The Good and Bad of the Windows Phone
Windows Phone is a smartphone operating system developed by Microsoft. Utilizing Microsoft’s patented metro-style interface, Windows Phone boasts a simple yet attractive presentation that keeps user interests at the forefront of its design.
The most distinguishable feature of a Windows Phone device is the Live Tiles pinned onto the start screen. These squares or rectangular icons aren’t just moving visual representations of apps and phone features, but are more importantly canvases through which live information can be viewed. Thanks to these automatically updating icons, users can look up weather details, read recent tweets and Facebook posts, and retrieve other tidbits of information without having to open any dedicated applications. In addition, following the release of Windows Phone 8 this year, texts and emails can also be viewed via Live Tiles.

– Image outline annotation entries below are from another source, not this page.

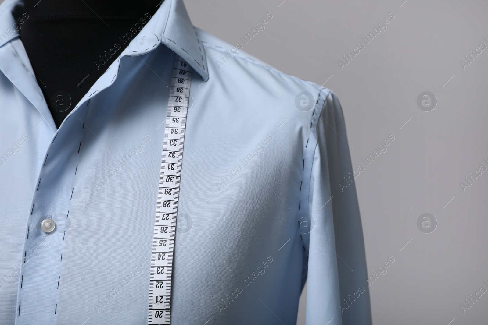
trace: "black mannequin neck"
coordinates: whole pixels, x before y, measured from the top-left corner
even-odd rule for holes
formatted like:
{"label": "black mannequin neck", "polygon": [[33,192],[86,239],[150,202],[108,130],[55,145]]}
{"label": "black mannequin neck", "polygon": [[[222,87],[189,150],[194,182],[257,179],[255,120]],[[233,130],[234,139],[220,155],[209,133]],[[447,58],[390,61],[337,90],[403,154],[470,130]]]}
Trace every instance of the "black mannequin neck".
{"label": "black mannequin neck", "polygon": [[[20,39],[57,127],[147,23],[160,1],[24,0],[29,19]],[[114,44],[120,45],[115,53]]]}

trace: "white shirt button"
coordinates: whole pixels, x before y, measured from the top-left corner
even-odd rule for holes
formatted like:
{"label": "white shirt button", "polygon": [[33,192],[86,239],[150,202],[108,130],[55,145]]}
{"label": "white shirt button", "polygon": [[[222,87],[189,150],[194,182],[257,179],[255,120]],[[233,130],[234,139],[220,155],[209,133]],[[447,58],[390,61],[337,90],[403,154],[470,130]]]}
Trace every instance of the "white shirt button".
{"label": "white shirt button", "polygon": [[47,233],[52,232],[56,227],[56,224],[54,220],[49,218],[47,218],[41,222],[41,229]]}

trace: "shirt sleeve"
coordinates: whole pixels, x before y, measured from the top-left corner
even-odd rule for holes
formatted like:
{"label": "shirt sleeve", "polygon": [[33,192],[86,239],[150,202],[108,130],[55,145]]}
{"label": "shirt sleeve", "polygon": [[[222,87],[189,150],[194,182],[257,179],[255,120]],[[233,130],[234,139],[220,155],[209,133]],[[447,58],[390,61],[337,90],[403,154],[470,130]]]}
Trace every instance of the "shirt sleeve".
{"label": "shirt sleeve", "polygon": [[325,99],[316,130],[309,194],[314,225],[308,249],[305,324],[370,325],[364,240],[350,147],[342,109],[333,93]]}

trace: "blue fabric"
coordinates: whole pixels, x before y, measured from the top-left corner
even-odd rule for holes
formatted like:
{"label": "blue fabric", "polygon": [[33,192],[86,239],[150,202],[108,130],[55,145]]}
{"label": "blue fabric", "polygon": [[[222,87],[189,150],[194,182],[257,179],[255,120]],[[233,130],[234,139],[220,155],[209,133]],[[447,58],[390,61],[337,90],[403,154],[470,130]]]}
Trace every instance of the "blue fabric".
{"label": "blue fabric", "polygon": [[[147,324],[175,53],[195,72],[171,324],[294,324],[306,280],[307,325],[371,324],[330,90],[194,28],[181,0],[165,0],[57,130],[15,31],[21,8],[0,5],[0,324]],[[48,217],[58,223],[46,234]]]}

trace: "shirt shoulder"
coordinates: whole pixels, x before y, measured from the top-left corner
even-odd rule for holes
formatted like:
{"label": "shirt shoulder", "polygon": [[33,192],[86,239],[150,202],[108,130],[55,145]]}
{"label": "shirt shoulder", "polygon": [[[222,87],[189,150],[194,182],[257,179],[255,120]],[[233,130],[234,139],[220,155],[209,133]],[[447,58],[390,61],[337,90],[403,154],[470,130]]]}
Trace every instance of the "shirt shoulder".
{"label": "shirt shoulder", "polygon": [[[258,97],[266,97],[282,109],[290,112],[311,112],[312,107],[321,111],[325,98],[333,93],[313,82],[283,73],[268,64],[264,58],[246,53],[244,51],[246,43],[252,41],[252,39],[239,38],[232,45],[195,29],[206,56],[209,80],[213,78],[212,82],[222,83],[227,90],[231,90],[233,85],[243,91],[259,87],[265,91],[265,94]],[[248,98],[252,100],[252,96]]]}

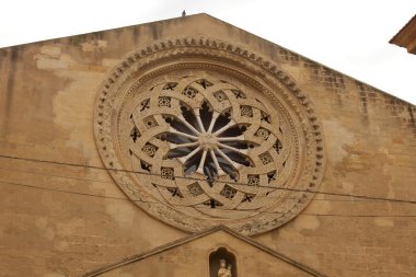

This effortless process of sharing information with friends and family isn’t limited to incoming communication; Windows Phone devices can also handle outgoing communication just as easily with impressive out-of-the-box social media integration. For instance, on top of compiling a live feed of updates from synced social media outlets, personal posts submitted through the Windows Phone People Hub are similarly shared throughout all selected social networking accounts. In real-time, Windows Phone owners can also maintain text-based conversations with people using different communication channels like texts, Facebook Chat, and Windows Live, on a single continuous thread.
Although these and other features like Xbox Live integration, Local Scout — a tool for discovering nearby hotspots and events — and the newly added Internet Explorer 10 browser are all standout functions, Windows Phone isn’t without its drawbacks. The most glaring of which is the gaping margin of available applications in the Windows Phone marketplace compared to other major mobile operating systems. While Apple’s iOS and Google’s Android markets have over 700,000 applications respectively, Windows Phone just surpassed the 125,000 mark last October. Furthermore, although the Windows Phone 8 upgrade addressed many of the platform’s earlier shortcomings, such as low pixel density and a lack of multi-core processor support, Microsoft’s late entrance into the mobile arena has them struggling to keep up with newer smartphone standards, like reliable voice controls.
Microsoft still has some catching up to do technologically with their mobile operating system. Only time will tell if Windows Phone can ever bridge the gap between itself and the more technologically to-date competitors in the market.